Because the Drupal community is so awesome (understatement), a majority of contrib modules have already been migrated. We're basically building the platform from the ground up and eventually migrating old sites to the new platform when all custom pieces are in place and well tested. Till then we're able to release new sites based on Drupal 6 that aren't dependent on all features from the previous platform. The flexibility of this is great for numerous reasons and the person streamlining this process has done a great job of laying out the groundwork to build upon.
Custom modules appear to be the only things we needed to migrate to D6. It finally felt like enough time had been provided to learn the major changes that effect modules from D5 to D6. Well, it appears not much time was needed at all. With the assistance of Coder module, I began seeing a pattern of; change hook_menu, fix l() and url(), use menu_get_object(), hook_form_alter() with $form_states. I'm sure there's plenty more but these appeared to be most common.

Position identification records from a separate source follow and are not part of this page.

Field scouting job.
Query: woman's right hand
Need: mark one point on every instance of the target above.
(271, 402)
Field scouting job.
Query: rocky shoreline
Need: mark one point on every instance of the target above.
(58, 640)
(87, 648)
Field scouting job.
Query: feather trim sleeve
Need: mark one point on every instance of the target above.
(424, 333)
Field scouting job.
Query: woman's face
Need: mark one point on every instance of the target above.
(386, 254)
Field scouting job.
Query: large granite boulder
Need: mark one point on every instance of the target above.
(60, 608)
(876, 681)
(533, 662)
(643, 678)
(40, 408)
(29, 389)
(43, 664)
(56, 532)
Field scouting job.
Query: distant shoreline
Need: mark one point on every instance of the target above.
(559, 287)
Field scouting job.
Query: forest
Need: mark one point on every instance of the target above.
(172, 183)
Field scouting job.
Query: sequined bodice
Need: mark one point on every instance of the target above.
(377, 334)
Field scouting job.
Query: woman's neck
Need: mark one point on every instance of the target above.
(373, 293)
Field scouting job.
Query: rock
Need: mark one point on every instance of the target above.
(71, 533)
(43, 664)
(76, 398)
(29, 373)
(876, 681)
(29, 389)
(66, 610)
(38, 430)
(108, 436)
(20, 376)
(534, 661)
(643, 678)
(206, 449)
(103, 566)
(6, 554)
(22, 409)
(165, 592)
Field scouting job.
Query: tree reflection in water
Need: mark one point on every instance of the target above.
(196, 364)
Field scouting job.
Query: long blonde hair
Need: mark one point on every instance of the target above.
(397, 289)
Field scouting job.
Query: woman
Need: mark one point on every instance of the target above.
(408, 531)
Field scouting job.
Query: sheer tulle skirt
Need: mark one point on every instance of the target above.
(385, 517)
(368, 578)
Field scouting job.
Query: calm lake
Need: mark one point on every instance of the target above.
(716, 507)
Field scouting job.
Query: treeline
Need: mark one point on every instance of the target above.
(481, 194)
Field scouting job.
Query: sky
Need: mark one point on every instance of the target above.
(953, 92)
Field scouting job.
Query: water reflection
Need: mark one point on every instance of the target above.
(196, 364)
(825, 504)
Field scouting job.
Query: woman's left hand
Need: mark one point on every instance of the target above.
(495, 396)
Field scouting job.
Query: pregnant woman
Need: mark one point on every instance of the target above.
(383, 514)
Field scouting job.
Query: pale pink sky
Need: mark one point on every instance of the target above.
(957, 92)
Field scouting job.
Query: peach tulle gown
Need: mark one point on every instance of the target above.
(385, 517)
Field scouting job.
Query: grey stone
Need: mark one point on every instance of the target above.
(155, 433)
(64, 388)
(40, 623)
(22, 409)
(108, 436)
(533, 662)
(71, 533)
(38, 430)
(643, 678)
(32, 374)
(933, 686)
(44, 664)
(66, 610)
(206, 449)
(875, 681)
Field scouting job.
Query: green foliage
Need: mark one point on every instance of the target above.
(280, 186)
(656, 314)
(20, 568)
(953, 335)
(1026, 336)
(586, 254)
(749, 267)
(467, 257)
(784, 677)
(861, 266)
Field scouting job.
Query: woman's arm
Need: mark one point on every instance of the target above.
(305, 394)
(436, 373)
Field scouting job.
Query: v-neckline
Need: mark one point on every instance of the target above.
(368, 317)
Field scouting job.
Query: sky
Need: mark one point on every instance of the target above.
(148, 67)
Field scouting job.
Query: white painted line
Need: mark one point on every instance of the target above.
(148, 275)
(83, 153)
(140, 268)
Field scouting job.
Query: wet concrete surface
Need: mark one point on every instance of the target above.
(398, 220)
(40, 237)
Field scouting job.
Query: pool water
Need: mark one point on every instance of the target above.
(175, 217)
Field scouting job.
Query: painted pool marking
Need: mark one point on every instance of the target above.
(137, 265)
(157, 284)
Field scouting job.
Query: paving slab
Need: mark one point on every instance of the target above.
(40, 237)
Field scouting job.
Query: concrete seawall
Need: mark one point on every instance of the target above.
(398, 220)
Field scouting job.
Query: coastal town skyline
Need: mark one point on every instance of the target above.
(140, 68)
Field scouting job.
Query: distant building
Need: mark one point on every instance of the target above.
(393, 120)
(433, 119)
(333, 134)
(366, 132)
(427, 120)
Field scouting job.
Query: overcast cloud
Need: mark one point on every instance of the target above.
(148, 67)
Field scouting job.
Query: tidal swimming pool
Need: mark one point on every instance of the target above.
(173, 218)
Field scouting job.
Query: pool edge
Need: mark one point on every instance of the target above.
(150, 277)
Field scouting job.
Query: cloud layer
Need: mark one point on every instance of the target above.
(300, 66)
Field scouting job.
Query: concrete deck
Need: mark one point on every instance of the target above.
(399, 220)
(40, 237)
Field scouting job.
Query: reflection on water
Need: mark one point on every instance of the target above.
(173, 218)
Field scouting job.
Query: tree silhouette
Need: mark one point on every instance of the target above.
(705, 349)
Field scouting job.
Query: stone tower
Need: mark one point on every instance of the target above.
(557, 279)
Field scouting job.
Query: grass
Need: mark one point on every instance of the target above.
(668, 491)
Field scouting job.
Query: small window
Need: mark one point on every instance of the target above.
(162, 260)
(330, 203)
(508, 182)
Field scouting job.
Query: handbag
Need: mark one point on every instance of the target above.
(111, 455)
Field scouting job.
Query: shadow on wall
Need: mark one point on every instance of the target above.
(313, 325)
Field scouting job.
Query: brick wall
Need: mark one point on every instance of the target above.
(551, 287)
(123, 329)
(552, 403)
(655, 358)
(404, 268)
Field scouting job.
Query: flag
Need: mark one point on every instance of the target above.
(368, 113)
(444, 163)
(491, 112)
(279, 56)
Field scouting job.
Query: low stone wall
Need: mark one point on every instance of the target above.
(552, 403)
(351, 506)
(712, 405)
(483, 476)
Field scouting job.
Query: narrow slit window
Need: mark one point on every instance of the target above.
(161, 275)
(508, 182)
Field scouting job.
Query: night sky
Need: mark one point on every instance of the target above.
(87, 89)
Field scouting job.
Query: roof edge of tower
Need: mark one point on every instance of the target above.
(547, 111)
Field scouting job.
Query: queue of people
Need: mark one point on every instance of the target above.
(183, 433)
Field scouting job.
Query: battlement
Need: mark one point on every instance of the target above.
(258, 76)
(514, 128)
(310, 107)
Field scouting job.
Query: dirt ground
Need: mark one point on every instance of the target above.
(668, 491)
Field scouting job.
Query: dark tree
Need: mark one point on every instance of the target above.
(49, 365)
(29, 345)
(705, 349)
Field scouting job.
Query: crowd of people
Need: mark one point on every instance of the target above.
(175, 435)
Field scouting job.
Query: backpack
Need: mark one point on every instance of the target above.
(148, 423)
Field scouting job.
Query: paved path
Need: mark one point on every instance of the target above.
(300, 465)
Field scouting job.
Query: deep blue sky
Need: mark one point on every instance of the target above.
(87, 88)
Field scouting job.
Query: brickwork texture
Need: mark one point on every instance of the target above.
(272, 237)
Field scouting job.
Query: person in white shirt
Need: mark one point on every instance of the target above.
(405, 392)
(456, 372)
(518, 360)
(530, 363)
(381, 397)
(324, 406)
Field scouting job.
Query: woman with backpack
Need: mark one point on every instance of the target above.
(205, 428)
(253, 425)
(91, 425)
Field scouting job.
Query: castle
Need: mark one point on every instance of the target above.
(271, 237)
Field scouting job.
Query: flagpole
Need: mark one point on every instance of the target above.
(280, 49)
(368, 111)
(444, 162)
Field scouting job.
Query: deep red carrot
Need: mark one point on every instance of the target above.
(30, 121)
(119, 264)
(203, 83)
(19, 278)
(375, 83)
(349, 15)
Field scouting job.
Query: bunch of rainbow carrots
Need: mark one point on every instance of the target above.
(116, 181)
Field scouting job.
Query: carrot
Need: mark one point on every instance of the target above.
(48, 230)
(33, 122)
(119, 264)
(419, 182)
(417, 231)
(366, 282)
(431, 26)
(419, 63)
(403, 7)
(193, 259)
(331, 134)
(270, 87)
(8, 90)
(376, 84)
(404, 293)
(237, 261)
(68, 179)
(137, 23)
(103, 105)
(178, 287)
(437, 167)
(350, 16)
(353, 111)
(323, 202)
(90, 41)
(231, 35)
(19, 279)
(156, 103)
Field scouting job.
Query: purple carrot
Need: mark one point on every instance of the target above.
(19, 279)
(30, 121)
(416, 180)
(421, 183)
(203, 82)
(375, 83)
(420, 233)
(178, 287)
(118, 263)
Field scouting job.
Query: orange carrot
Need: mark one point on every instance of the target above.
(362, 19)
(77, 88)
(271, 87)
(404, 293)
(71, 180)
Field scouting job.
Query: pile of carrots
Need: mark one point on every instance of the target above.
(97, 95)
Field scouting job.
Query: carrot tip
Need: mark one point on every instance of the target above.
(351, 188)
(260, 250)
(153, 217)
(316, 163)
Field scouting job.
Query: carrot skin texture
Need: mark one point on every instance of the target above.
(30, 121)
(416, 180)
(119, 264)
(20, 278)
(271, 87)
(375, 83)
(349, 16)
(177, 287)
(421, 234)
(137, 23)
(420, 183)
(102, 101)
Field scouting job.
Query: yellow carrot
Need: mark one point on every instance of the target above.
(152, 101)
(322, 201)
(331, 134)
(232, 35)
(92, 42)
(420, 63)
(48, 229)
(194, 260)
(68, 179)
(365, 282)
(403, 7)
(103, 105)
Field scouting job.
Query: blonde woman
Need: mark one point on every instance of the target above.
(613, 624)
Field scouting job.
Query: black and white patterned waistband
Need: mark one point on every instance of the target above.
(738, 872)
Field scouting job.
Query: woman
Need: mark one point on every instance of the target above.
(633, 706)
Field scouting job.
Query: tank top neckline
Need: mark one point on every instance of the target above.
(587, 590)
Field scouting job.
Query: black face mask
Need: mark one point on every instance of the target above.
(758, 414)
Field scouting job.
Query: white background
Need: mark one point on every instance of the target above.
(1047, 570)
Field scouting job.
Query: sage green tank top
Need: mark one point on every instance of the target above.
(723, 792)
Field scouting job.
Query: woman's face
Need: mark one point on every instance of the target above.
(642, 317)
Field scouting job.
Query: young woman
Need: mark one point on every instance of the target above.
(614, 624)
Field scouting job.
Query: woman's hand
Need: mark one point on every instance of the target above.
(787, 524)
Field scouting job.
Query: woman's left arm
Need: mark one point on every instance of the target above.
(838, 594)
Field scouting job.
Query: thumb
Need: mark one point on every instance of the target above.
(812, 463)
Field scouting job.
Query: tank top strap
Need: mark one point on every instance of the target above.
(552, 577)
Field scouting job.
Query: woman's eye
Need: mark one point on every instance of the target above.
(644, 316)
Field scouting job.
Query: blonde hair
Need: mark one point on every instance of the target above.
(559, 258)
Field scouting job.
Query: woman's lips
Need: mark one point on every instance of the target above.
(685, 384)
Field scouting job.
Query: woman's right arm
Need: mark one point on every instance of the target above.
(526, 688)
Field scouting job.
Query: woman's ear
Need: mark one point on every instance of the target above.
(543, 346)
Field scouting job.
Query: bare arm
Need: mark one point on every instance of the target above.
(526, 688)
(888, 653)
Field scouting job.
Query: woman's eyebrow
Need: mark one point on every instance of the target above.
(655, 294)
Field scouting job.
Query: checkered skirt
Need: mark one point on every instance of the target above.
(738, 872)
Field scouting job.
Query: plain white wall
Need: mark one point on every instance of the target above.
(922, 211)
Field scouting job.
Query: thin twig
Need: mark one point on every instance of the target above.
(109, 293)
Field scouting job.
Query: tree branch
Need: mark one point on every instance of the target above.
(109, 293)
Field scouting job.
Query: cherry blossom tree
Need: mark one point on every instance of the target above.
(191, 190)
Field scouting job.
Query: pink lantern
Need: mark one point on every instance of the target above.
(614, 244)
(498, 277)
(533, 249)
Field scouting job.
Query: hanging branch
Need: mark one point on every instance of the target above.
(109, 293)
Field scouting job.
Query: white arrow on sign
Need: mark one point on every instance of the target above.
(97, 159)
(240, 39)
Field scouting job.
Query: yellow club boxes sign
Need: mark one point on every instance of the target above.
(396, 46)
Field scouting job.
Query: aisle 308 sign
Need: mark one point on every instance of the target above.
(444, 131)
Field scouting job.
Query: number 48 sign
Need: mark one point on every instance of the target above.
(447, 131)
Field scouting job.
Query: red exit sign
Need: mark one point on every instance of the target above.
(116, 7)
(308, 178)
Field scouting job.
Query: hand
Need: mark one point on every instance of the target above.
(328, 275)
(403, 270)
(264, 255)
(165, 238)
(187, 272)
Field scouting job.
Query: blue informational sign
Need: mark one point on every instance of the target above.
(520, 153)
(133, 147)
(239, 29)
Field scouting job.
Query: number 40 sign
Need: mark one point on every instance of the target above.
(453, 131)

So i'm gaining confidence in the types of changes being made using Coder for module upgrades. I've heard of a module called Deadwood that will do most of these changes automatically. After dropping a Drupal 5 module into a deadwood folder in the files directory clicking a few buttons a Drupal 6 module would magically appear in a goodwood folder. This worked great, the easy stuff that I was accustomed to was getting done and I would spend a just little more time using Coder to catch some things that were missed.